Fue Parlax el que retomo la palabra como si sus dos mentes fuesen una y los limites corporales no funcionasen.
-En ese momento la secta había instalado como un grupo de personas que profesaban la paz y el amor sobre todas las cosas-
-Utilizaron su buena imagen para difundir rumores por todos los rincones del continente, en los territorias Roynar difundieron las grandes hazañas de los señores dragón y su magia de fuego y sangre-dijo Glaegar
-Y en los Valyrios resaltaron las magnificas cualidades de la magia del agua y sus pulidas técnicas, todo fue poco a poco hasta que
-Los rumores empezaron a aumentar y proclamar cual era superior, les dijeron a los Roynar que los Valyrios se proclamaban como seres superiores a ellos, y que solo los dejaban en paz por que sería molestos esclavizarlos mientras no tuvieran bien sentadas las bases de su gobierno en las colonias.
-Para los Valyrios usaron los rumores de que los Roynar los consideraban bárbaros esclavistas sin ninguna virtud y talento salvo amaestrar lagartos inmundos con los que se encamaban.
-No hace falta decir que la guerra estalló al cabo de poco dejando solo muerte y miseria a su paso, las grandes ciudades Roynar en las que el agua corría libres por todas partes fueron reducidas a cenizas y su magia desaparecieron.
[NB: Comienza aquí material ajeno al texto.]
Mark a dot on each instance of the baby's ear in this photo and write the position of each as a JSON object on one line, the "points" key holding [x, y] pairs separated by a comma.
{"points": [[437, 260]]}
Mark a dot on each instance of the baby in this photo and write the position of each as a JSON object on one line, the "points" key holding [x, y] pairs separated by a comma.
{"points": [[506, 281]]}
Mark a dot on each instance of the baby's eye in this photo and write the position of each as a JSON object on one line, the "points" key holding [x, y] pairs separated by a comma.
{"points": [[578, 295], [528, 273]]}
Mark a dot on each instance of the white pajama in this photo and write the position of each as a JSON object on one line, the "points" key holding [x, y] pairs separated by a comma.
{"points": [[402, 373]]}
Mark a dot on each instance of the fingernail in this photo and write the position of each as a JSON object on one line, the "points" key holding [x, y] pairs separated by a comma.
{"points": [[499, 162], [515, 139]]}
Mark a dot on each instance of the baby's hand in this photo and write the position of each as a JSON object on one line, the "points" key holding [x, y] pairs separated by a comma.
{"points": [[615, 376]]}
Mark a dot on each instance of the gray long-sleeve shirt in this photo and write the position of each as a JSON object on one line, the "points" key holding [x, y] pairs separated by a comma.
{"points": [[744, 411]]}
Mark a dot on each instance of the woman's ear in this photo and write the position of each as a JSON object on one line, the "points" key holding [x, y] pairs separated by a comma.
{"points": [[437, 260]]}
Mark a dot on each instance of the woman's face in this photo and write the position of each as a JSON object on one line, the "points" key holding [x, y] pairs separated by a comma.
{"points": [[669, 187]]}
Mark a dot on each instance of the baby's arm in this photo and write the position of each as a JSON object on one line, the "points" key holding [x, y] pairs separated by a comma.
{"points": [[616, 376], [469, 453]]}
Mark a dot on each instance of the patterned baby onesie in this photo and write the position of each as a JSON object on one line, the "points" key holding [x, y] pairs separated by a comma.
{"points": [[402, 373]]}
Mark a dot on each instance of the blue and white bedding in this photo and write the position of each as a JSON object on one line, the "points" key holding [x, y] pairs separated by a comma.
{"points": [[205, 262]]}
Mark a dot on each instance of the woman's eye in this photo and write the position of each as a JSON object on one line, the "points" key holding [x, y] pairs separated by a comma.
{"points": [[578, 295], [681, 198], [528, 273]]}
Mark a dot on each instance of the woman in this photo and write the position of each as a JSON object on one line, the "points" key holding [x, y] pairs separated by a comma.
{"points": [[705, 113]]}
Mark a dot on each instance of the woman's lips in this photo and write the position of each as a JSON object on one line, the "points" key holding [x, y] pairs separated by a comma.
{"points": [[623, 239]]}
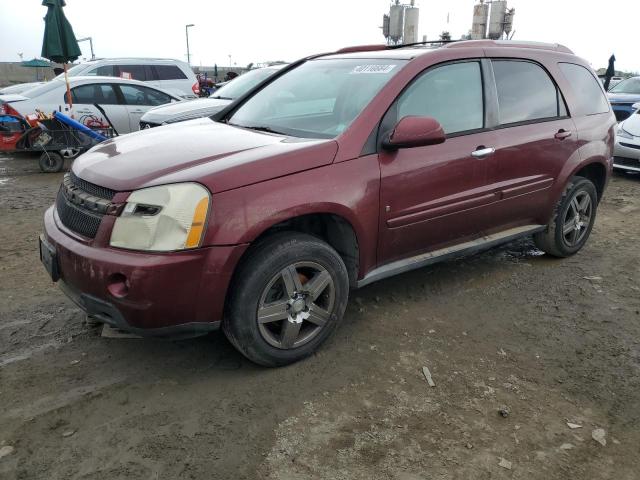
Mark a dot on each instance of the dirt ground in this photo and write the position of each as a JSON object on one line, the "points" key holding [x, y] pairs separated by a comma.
{"points": [[549, 341]]}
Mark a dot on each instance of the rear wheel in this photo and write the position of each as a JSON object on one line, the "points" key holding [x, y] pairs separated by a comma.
{"points": [[572, 221], [287, 297], [51, 162]]}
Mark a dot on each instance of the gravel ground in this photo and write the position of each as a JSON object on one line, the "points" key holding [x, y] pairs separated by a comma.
{"points": [[546, 341]]}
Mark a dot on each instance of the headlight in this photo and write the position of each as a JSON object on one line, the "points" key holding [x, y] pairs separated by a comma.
{"points": [[624, 134], [163, 219]]}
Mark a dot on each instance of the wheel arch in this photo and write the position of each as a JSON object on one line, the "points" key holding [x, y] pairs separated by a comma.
{"points": [[596, 172], [333, 228]]}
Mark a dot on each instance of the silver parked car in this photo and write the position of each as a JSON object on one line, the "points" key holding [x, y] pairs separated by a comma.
{"points": [[19, 87], [627, 147], [205, 107], [174, 76], [124, 101]]}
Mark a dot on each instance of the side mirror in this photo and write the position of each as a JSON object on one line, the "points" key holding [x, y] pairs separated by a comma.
{"points": [[412, 132]]}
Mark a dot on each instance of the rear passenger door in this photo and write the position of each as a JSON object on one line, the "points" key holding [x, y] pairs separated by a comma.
{"points": [[534, 139], [104, 94], [138, 100], [437, 195]]}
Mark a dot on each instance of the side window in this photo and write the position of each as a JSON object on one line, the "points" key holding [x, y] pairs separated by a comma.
{"points": [[133, 72], [452, 94], [101, 94], [589, 96], [525, 92], [84, 94], [169, 72], [106, 71], [135, 95]]}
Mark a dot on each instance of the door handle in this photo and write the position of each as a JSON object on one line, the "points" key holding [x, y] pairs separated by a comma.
{"points": [[562, 134], [483, 152]]}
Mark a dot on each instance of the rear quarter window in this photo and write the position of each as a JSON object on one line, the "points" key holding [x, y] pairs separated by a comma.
{"points": [[525, 92], [590, 99], [169, 72]]}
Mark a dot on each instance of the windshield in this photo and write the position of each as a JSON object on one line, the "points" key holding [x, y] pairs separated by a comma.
{"points": [[41, 89], [630, 85], [242, 84], [318, 99]]}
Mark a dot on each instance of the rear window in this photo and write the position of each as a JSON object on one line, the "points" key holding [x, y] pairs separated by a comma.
{"points": [[169, 72], [590, 98], [525, 92], [133, 72]]}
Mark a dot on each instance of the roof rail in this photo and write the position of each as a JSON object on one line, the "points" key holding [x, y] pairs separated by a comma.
{"points": [[363, 48], [511, 44]]}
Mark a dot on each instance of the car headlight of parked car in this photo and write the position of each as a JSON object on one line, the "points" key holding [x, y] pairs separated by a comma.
{"points": [[624, 134], [163, 219]]}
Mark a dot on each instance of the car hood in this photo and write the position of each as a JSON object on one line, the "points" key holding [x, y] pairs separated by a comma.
{"points": [[219, 156], [623, 97], [632, 124], [12, 97], [201, 107]]}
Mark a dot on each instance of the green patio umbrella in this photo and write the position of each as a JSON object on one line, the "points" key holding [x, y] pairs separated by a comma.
{"points": [[59, 44], [37, 64]]}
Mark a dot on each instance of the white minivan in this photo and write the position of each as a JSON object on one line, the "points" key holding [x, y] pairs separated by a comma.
{"points": [[173, 76]]}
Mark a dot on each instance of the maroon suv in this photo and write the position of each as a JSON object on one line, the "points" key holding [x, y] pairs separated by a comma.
{"points": [[344, 169]]}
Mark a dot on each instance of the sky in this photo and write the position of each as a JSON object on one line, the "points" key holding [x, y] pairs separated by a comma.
{"points": [[256, 31]]}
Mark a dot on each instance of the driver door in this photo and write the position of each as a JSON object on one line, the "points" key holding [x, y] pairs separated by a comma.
{"points": [[84, 99], [138, 100], [435, 196]]}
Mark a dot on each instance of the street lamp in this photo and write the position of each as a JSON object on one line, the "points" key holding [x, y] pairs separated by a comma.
{"points": [[186, 30]]}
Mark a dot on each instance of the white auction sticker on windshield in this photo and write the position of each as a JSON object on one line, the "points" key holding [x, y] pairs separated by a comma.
{"points": [[373, 69]]}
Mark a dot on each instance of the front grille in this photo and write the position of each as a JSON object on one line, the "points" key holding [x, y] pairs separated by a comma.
{"points": [[81, 205], [92, 189], [630, 145], [75, 218]]}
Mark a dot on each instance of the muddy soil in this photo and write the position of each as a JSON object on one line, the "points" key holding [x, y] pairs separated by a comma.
{"points": [[547, 341]]}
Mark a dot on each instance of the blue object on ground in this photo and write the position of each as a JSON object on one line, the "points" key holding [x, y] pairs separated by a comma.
{"points": [[78, 126]]}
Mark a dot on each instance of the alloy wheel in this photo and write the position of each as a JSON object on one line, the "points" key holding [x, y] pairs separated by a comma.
{"points": [[296, 305], [577, 218]]}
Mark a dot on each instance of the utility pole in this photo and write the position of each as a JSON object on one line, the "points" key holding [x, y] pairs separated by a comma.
{"points": [[93, 57], [186, 30]]}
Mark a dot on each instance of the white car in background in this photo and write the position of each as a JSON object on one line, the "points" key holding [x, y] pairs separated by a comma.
{"points": [[626, 152], [205, 107], [124, 101], [19, 88], [174, 76]]}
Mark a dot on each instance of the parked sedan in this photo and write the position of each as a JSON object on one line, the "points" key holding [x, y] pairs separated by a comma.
{"points": [[627, 149], [205, 107], [124, 101], [623, 96], [19, 88]]}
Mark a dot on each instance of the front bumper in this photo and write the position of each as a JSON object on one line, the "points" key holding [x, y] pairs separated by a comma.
{"points": [[626, 154], [145, 293]]}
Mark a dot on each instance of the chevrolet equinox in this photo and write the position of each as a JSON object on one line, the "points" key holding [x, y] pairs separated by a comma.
{"points": [[341, 170]]}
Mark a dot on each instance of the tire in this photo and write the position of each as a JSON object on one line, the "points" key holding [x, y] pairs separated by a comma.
{"points": [[51, 162], [287, 297], [568, 231]]}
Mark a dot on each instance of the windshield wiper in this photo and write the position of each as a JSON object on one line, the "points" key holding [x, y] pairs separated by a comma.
{"points": [[262, 128]]}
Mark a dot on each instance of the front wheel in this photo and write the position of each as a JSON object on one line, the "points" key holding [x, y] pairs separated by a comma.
{"points": [[572, 220], [287, 297]]}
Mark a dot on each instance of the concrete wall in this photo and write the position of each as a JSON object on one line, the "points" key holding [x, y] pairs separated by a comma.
{"points": [[12, 73]]}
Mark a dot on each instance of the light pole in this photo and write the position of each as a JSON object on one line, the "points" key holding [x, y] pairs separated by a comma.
{"points": [[186, 31]]}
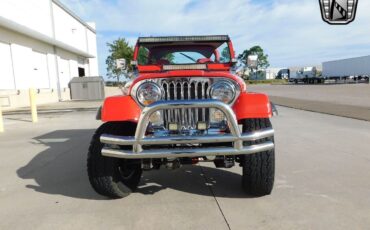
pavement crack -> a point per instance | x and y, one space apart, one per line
214 197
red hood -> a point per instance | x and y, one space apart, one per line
190 73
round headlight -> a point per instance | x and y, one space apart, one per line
223 91
148 92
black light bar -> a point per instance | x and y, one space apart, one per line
185 67
223 38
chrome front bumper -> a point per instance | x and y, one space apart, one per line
137 141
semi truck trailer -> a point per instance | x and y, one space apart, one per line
347 69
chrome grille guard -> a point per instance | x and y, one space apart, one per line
235 136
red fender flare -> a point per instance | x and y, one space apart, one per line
120 108
252 105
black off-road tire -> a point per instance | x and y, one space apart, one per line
258 168
112 177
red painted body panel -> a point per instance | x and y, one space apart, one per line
120 108
252 105
190 73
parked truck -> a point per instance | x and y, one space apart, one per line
308 75
357 69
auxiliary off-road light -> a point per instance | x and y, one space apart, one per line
173 126
185 67
148 92
223 91
217 115
184 39
201 125
155 117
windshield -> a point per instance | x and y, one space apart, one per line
183 54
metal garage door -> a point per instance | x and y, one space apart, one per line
6 67
40 70
64 73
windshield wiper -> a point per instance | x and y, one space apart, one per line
188 57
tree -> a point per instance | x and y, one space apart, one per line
118 49
262 62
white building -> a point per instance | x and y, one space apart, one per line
43 45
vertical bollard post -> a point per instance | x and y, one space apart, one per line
33 105
1 120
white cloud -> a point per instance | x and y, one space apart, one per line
291 32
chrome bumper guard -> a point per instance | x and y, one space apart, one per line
235 136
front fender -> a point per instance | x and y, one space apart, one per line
252 105
120 108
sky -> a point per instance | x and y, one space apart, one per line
291 32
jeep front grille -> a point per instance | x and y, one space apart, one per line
185 89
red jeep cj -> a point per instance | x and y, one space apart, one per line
185 106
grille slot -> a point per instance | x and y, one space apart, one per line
185 89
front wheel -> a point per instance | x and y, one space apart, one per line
258 168
112 177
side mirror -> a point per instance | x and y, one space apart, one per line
121 64
252 61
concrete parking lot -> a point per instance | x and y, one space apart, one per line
345 100
322 181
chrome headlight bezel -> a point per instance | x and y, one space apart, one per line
147 101
227 84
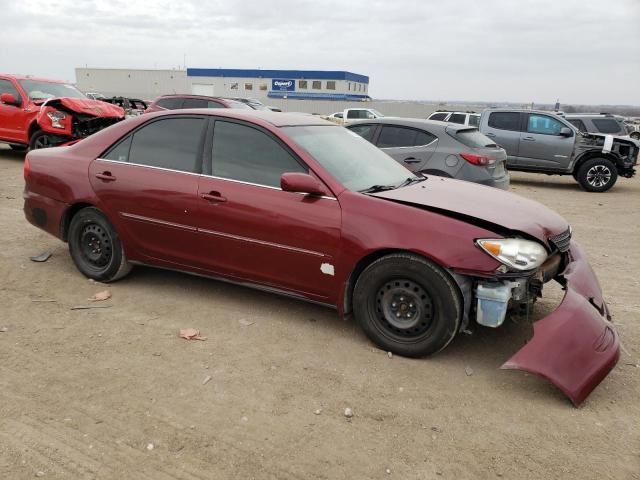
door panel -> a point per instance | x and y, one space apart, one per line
152 208
542 146
265 235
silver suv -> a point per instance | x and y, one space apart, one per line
544 142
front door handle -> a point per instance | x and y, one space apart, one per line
105 176
213 197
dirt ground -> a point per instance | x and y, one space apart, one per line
114 393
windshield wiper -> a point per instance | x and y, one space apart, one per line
412 180
377 188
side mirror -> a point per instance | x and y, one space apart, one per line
566 132
301 183
9 99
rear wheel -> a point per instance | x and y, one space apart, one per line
407 305
597 175
42 139
95 247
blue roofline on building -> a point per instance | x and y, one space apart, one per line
293 74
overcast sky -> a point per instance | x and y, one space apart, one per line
581 51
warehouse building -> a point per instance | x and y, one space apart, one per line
223 82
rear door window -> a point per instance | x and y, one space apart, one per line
171 143
393 137
505 121
246 154
457 118
543 124
365 131
170 103
438 116
606 125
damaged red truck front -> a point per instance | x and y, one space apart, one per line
39 113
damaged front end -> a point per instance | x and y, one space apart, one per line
74 119
575 347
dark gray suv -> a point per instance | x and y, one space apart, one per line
544 142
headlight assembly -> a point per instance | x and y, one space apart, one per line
515 253
56 118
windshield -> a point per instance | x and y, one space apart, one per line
38 90
349 158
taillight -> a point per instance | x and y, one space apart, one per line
27 168
479 160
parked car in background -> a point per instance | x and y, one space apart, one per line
463 118
296 205
353 114
544 142
598 123
255 104
39 113
175 102
437 148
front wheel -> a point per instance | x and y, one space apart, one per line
95 247
597 175
407 305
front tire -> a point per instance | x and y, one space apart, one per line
597 175
407 305
95 247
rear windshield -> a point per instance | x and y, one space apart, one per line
471 137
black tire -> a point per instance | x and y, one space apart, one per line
597 175
400 284
42 139
95 247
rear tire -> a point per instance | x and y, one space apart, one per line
597 175
407 305
95 247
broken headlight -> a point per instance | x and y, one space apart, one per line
515 253
56 118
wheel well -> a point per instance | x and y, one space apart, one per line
68 215
359 268
594 154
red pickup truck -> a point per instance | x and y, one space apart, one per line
39 113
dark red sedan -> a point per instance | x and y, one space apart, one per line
299 206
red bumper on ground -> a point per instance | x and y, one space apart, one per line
576 346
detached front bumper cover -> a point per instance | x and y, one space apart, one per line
576 346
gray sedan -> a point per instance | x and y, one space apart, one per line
438 148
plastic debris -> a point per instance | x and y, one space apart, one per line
191 334
100 296
43 257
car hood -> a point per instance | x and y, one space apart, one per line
495 209
87 106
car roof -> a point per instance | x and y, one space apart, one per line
277 119
413 122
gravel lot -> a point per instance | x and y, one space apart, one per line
114 393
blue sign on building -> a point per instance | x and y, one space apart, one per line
283 85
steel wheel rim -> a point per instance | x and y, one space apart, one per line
404 310
598 176
96 245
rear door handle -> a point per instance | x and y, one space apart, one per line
106 176
213 197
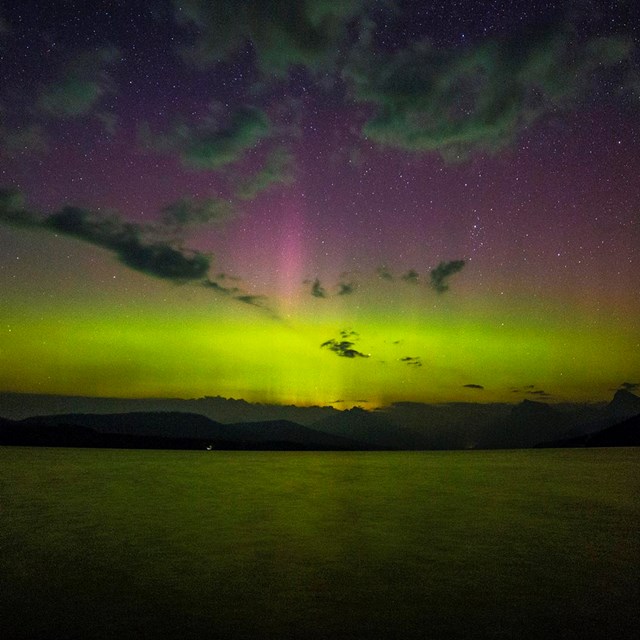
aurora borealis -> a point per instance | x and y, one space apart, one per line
352 203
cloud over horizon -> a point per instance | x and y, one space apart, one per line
440 275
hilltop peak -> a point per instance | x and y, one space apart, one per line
624 404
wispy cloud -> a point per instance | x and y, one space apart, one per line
441 274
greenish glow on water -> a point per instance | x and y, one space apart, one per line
143 544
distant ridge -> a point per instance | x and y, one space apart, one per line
166 430
623 434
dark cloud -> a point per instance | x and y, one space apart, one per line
414 361
187 211
253 300
236 293
136 246
443 272
538 392
127 241
212 144
221 288
477 97
410 276
277 169
281 34
346 288
80 86
317 290
13 210
343 348
29 139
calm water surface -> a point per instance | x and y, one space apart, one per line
155 544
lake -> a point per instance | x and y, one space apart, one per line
466 544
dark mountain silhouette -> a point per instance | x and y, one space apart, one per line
527 424
624 405
18 406
368 427
623 434
158 428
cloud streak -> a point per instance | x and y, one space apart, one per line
440 275
133 245
477 97
212 144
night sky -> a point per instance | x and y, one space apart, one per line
318 202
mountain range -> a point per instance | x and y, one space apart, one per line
400 426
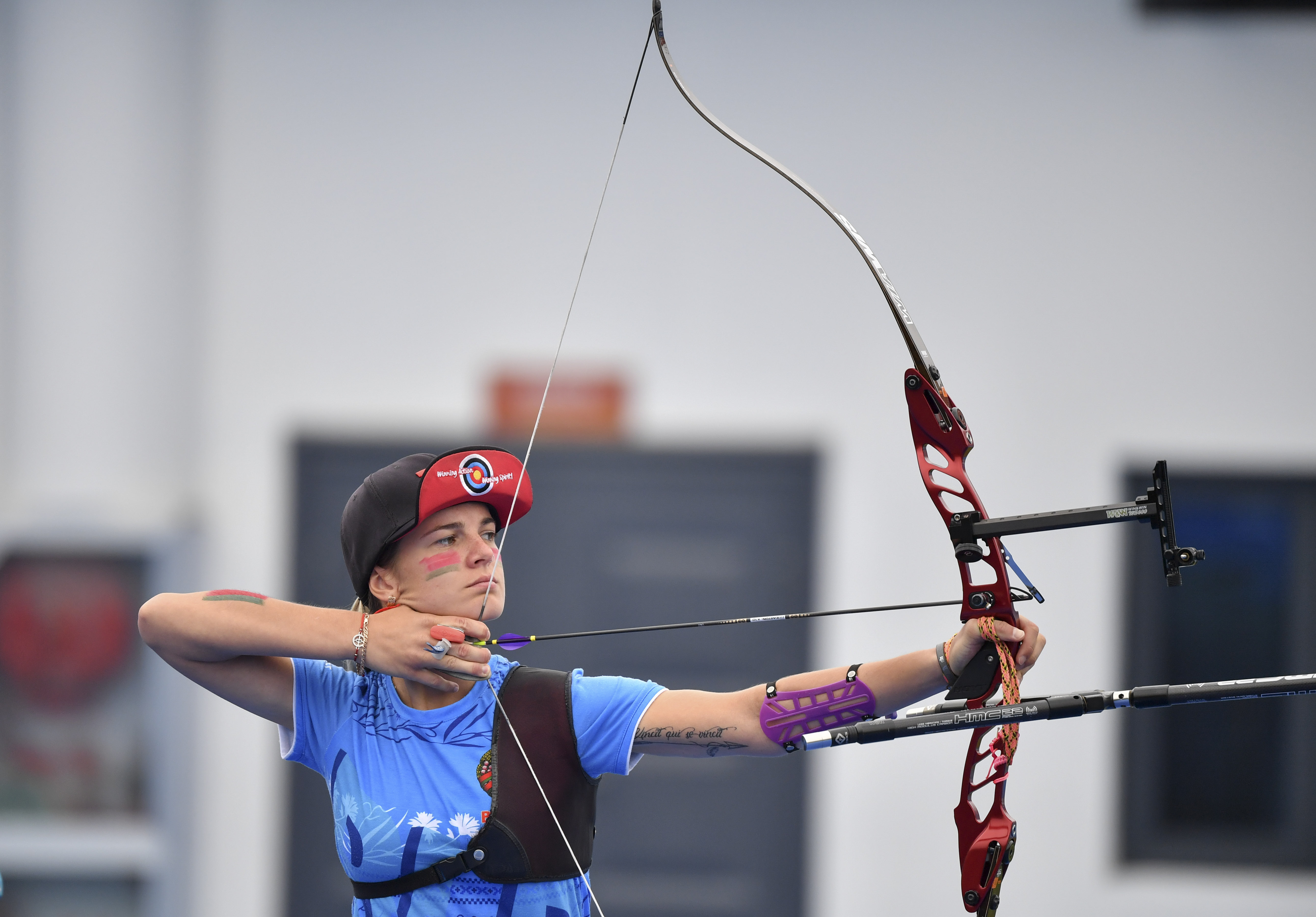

-O eso era lo que parecía ser hasta que esa secta también se llenó de orgullo y atacó a una joven dragona verdadera, por duro que sea reconocerlo extendieron tanto sus raíces en Valyria que nuestra existencia se hizo conocida para ellos y su ansia de poder les hizo apuntarnos.
-Estamos seguros que también debieron hacerse con algunos dragones menores como tú Shapira, eso les hizo envalentonarse.
-Por desgracia para ellos los verdaderos dragones sin jinete viven a manadas y no tardo es hacerse saber su desaparición, en esos tiempos Parlax y yo acabábamos de ascender a la posición de líderes después de la renuncia del anterior rey Vanir y su compañero Dentrax para concentrarse en sus estudios y pasiones después de servir noblemente durante siglos.
-Nos llevó casi tres años de arduas investigaciones develar los secretos de esas secta, tras purgar a todos sus miembros en Valyria junto a sus aliados y simpatizantes, descubrimos donde estaba su base principal, El templo del Salvador.
-Esas ratas podridas con magia negra montaron su base en lo hoy es una isla perteneciente a las Islas del verano.